🤖 AI Summary
Existing active mapping methods often suffer from low exploration efficiency and incomplete reconstruction due to their reliance on myopic next-best-view selection. This work proposes a long-horizon planning framework for active mapping that, for the first time, integrates implicit scene representations with strong structural priors and long-term trajectory optimization. By leveraging a pre-trained occupancy network to construct an “Imaginary Gaussian” scene representation, the approach enables efficient volume rendering and real-time estimation of surface coverage gains. A tree-search algorithm is employed to globally optimize trajectories, while the scene representation and trajectory are jointly updated in a closed-loop manner. The method achieves state-of-the-art performance across diverse indoor and outdoor benchmarks and under varying action spaces, demonstrating that long-horizon planning is crucial for enhancing both the completeness and efficiency of active mapping.
📝 Abstract
Active mapping aims to determine how an agent should move to efficiently reconstruct an unknown environment. Most existing approaches rely on greedy next-best-view prediction, resulting in inefficient exploration and incomplete scene reconstruction. To address this limitation, we introduce MAGICIAN, a novel long-term planning framework that maximizes accumulated surface coverage gain through Imagined Gaussians, a scene representation derived from a pre-trained occupancy network with strong structural priors.

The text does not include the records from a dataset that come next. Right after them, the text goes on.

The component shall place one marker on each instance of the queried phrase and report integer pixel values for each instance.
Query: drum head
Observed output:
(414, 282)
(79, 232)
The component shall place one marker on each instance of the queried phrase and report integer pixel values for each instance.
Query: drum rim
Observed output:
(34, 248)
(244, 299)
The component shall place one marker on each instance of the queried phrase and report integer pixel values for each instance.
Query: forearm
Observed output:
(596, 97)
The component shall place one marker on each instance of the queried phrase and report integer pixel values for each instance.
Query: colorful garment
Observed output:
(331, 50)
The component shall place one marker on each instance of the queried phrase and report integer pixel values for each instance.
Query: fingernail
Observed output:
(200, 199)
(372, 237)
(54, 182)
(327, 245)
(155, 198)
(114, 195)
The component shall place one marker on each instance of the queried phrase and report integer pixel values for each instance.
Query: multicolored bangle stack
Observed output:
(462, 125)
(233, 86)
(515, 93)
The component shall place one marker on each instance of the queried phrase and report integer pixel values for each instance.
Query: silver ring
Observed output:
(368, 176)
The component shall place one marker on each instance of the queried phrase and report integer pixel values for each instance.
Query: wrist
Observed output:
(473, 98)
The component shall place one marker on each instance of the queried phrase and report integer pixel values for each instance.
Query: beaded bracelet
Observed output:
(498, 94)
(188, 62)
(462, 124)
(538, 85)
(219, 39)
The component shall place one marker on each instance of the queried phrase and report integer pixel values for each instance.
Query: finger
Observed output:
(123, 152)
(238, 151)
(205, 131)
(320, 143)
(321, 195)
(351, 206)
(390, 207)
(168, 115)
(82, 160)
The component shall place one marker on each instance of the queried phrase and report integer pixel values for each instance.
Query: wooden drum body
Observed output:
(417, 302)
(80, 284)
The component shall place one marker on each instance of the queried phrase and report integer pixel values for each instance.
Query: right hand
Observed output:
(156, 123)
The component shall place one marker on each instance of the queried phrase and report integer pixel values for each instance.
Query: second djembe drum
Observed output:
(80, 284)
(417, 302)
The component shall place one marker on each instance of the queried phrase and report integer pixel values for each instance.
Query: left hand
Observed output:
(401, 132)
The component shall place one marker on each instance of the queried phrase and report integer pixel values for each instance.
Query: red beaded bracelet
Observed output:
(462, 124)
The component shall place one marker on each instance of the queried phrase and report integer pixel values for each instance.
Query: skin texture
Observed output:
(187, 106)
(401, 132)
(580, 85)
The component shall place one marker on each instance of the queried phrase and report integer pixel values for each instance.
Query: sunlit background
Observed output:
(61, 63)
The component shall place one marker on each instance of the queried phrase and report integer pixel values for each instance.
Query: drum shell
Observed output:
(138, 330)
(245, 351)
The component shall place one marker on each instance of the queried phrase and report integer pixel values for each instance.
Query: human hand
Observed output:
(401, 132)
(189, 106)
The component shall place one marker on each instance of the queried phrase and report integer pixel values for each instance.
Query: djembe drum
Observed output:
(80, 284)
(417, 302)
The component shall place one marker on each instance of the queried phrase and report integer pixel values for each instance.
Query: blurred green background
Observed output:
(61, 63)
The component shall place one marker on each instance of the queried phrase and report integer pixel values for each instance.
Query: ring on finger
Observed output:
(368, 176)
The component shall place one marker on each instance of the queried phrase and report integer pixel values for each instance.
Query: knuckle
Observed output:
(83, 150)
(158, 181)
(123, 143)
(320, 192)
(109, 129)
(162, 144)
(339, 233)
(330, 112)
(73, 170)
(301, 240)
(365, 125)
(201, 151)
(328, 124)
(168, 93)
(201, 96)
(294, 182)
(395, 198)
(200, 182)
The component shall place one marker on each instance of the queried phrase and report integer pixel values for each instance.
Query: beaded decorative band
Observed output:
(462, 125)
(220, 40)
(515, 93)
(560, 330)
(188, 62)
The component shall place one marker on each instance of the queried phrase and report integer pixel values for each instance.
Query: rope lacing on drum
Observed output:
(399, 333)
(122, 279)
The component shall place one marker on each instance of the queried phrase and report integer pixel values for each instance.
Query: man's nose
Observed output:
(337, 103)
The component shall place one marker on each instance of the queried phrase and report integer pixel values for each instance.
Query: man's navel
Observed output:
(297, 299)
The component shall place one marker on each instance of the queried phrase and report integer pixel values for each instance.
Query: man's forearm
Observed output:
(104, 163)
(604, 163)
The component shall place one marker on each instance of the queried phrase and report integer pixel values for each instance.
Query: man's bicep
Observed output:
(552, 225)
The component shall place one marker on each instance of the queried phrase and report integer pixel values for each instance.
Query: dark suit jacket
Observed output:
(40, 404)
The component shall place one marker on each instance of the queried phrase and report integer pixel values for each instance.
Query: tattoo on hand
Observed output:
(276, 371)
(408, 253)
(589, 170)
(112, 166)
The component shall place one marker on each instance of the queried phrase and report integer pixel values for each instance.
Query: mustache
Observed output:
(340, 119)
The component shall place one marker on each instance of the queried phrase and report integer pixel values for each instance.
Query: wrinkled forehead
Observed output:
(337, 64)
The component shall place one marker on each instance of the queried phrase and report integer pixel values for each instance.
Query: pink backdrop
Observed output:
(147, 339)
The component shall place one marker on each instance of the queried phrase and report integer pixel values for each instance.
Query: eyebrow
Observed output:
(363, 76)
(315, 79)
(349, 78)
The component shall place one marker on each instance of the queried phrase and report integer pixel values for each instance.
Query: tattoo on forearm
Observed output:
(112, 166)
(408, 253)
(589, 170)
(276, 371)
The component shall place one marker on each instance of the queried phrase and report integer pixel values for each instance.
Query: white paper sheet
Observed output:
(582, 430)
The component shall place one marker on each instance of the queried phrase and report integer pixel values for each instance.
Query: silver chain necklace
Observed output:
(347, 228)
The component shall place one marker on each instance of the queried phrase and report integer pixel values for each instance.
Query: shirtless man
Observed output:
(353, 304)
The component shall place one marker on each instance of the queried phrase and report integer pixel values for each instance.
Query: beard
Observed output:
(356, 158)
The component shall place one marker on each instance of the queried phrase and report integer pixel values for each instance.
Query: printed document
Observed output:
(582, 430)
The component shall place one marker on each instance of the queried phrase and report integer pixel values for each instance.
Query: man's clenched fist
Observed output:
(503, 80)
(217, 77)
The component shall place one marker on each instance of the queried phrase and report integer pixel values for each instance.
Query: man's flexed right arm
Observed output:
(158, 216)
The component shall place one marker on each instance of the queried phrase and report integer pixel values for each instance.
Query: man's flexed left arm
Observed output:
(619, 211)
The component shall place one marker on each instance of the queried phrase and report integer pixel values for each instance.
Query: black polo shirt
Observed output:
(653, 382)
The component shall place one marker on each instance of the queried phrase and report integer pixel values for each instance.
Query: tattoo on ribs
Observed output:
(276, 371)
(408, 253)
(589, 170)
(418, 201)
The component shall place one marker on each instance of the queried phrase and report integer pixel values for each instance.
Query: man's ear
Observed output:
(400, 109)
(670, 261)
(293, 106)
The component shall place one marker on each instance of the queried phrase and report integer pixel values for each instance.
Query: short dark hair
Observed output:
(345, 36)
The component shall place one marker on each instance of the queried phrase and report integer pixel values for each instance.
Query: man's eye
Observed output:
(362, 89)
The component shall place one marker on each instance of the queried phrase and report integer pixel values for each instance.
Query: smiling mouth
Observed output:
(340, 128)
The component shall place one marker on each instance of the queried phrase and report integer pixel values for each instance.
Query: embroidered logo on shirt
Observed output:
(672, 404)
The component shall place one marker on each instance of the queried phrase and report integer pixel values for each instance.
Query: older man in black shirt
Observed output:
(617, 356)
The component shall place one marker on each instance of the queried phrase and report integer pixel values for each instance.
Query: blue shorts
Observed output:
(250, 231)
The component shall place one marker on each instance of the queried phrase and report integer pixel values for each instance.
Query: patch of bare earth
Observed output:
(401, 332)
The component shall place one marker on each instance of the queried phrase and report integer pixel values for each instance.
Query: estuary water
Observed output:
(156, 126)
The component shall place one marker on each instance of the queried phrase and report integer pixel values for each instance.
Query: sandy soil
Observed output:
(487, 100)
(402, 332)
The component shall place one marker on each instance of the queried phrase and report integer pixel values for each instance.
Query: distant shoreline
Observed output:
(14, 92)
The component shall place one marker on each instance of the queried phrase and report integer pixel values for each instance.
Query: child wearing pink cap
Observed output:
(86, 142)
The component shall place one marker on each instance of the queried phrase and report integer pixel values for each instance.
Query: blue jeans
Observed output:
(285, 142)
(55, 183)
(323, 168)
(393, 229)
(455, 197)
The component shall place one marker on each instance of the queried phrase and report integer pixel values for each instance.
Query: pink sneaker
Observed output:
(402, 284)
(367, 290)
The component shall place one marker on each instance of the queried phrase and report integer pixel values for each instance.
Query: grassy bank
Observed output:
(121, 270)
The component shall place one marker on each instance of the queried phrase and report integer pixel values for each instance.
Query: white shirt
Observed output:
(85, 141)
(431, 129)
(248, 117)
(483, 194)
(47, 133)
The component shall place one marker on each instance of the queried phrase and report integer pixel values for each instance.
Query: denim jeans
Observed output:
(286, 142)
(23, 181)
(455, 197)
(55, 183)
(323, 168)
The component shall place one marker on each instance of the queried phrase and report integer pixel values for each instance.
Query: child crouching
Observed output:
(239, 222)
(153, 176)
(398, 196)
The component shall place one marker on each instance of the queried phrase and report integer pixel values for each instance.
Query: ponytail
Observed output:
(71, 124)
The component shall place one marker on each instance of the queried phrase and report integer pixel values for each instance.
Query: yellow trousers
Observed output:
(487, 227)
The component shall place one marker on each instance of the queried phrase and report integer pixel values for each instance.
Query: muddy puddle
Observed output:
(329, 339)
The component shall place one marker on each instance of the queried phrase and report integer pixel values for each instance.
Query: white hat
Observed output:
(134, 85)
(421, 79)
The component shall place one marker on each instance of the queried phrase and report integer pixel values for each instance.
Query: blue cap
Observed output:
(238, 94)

This representation enables efficient computation of coverage gain for any novel viewpoint via fast volumetric rendering, allowing its integration into a tree-search algorithm for long-horizon planning. We update Imagined Gaussians and refine the planned trajectory in a closed-loop manner. Our method achieves state-of-the-art performance across indoor and outdoor benchmarks with varying action spaces, demonstrating the critical advantage of long-term planning in active mapping.